Adding ben and the linuxppc list. Context: pata_macio initialization now fails as we enforce that the segment size is set properly. On Wed, May 15, 2024 at 04:52:29PM -0700, Guenter Roeck wrote: > pata_macio_common_init() Calling ata_host_activate() with limit 65280 > ... > max_segment_size is 65280; PAGE_SIZE is 65536; BLK_MAX_SEGMENT_SIZE is 65536 > WARNING: CPU: 0 PID: 12 at block/blk-settings.c:202 blk_validate_limits+0x2d4/0x364 > ... > > This is with PPC_BOOK3S_64 which selects a default page size of 64k. Yeah. Did you actually manage to use pata macio previously? Or is it just used because it's part of the pmac default config? > Looking at the old code, I think it did what you suggested above, > but assuming that the driver requested a lower limit on purpose that > may not be the best solution. > Never mind, though - I updated my test configuration to explicitly > configure the page size to 4k to work around the problem. With that, > please consider this report a note in case someone hits the problem > on a real system (and sorry for the noise). Yes, the idea behind this change was to catch such errors. So far most errors have been drivers setting lower limits than what the hardware can actually handle, but I'd love to track this down. If the hardware can't actually handle the lower limit we should probably just fail the probe gracefully with a well comment if statement instead.

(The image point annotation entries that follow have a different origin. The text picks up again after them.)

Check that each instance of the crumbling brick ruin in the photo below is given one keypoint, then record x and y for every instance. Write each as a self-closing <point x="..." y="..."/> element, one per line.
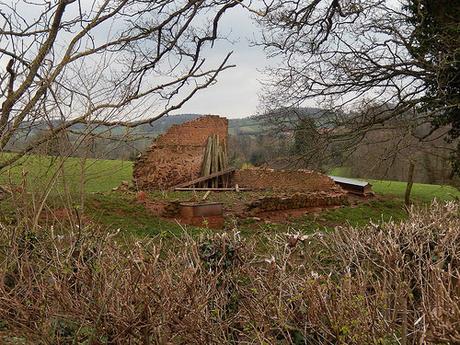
<point x="176" y="156"/>
<point x="284" y="180"/>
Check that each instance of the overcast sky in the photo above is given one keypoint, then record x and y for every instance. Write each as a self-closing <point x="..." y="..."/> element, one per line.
<point x="236" y="92"/>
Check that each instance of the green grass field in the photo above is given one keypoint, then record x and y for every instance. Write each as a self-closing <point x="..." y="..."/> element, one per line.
<point x="97" y="178"/>
<point x="96" y="175"/>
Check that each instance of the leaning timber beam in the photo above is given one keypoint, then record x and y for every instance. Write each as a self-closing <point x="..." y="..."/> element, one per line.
<point x="205" y="178"/>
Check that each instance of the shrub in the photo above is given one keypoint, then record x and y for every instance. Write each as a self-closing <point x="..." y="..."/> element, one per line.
<point x="381" y="284"/>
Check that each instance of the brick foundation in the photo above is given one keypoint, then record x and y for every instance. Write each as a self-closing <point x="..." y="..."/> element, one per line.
<point x="284" y="180"/>
<point x="296" y="201"/>
<point x="176" y="156"/>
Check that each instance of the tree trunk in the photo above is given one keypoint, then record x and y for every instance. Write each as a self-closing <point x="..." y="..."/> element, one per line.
<point x="410" y="182"/>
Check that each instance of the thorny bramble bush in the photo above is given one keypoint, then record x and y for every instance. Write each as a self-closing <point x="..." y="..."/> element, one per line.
<point x="386" y="283"/>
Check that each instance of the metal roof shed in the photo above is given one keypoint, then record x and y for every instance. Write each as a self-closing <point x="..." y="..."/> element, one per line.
<point x="353" y="186"/>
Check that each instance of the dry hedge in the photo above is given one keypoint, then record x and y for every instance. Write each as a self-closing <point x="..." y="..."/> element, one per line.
<point x="381" y="284"/>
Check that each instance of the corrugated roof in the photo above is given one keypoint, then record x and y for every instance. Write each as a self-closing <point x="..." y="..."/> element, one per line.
<point x="351" y="181"/>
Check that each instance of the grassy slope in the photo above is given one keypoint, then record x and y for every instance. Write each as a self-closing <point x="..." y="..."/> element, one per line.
<point x="121" y="211"/>
<point x="99" y="175"/>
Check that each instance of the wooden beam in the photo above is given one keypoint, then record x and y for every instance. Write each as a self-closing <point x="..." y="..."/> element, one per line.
<point x="205" y="178"/>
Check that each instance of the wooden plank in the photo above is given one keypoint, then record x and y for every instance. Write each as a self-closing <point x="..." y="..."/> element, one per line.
<point x="203" y="189"/>
<point x="205" y="178"/>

[CCing the regression list, as it should be in the loop for regressions: https://docs.kernel.org/admin-guide/reporting-regressions.html] On 20.05.24 17:15, Christoph Hellwig wrote: > Adding ben and the linuxppc list. Hmm, no reply and no other progress to get this resolved afaics. So lets bring Michael into the mix, he might be able to help out. BTW TWIMC: a PowerMac G5 user user reported similar symptoms here recently: https://bugzilla.kernel.org/show_bug.cgi?id=218858 Ciao, Thorsten > Context: pata_macio initialization now fails as we enforce that the > segment size is set properly. > > On Wed, May 15, 2024 at 04:52:29PM -0700, Guenter Roeck wrote: >> pata_macio_common_init() Calling ata_host_activate() with limit 65280 >> ... >> max_segment_size is 65280; PAGE_SIZE is 65536; BLK_MAX_SEGMENT_SIZE is 65536 >> WARNING: CPU: 0 PID: 12 at block/blk-settings.c:202 blk_validate_limits+0x2d4/0x364 >> ... >> >> This is with PPC_BOOK3S_64 which selects a default page size of 64k. > > Yeah. Did you actually manage to use pata macio previously? Or is > it just used because it's part of the pmac default config? > >> Looking at the old code, I think it did what you suggested above, > >> but assuming that the driver requested a lower limit on purpose that >> may not be the best solution. > >> Never mind, though - I updated my test configuration to explicitly >> configure the page size to 4k to work around the problem. With that, >> please consider this report a note in case someone hits the problem >> on a real system (and sorry for the noise). > > Yes, the idea behind this change was to catch such errors. So far > most errors have been drivers setting lower limits than what the > hardware can actually handle, but I'd love to track this down. > > If the hardware can't actually handle the lower limit we should > probably just fail the probe gracefully with a well comment if > statement instead.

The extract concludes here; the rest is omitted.